AFTS is crucial to increasing launch frequency and providing responsive launch capability, while maintaining the highest industry safety standards.
It reduces the turnaround time between missions and provides greater schedule control by eliminating reliance on ground-assets and human flight termination operators.
“For more than two years Rocket Lab has been providing responsive, dedicated and reliable access to space for government missions, and now we’re proud to be building on that strong heritage with our first mission from the United States. Combined, our two launch sites can support more than 130 launch opportunities every year, enabling unmatched schedule control for small satellite operators to respond to unfolding opportunities in low-Earth orbit and beyond,” Beck added.

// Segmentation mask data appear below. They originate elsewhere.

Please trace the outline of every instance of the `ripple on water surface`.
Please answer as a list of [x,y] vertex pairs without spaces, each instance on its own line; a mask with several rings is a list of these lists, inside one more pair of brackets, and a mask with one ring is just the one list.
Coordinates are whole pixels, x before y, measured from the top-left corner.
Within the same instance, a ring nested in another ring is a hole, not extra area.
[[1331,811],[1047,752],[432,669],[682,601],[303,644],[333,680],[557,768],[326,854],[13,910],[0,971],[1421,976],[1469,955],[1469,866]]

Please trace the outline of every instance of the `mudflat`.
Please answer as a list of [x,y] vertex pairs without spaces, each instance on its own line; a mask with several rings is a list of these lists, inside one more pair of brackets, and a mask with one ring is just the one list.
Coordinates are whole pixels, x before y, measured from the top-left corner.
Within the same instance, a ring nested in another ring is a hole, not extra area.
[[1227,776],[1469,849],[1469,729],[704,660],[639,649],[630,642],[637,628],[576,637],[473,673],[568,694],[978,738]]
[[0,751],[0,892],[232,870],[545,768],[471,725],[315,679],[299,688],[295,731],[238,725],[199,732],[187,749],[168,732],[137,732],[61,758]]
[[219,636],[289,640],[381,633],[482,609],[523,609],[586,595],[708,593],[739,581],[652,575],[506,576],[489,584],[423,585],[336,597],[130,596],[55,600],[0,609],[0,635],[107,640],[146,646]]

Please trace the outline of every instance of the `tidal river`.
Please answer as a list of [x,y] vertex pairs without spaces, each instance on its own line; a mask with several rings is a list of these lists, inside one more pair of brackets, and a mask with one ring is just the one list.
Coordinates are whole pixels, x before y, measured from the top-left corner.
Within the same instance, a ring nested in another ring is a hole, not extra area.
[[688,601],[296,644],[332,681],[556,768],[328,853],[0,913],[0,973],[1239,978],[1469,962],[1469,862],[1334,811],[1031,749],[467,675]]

With Launch Complex 2 complete and entering an operational phase, work continues on the construction of a Rocket Lab Integration and Control Facility nearby, which will house a launch control centre, payload integration facilities, offices and a pre-launch integration area for multiple Electron vehicles.
Shaun D’Mello, Rocket Lab’s vice president of launch, said the Electron launch vehicle and ground systems at Launch Complex 2 performed seamlessly throughout the test campaign.
Future missions scheduled for lift-off from Launch Complex 2 include a pathfinding mission for NASA to the moon called CAPSTONE (Cislunar Autonomous Positioning System Technology Operations and Navigation Experiment).
“My sincere thanks go to the crews at Rocket Lab and Virginia Space whose hard work, commitment, and attention to detail enabled a smooth test campaign to verify the new launch pad and Electron for flight,” D’Mello added.
The mission will see a NASA satellite launched to a unique near rectilinear halo orbit around the moon to determine navigational capabilities for future missions.
Data gathered by this mission will inform NASA’s plans for Gateway – a space station planned for lunar orbit that will act as an outpost for astronauts before they descend to the lunar surface. The CAPSTONE mission is currently scheduled to launch in early 2021.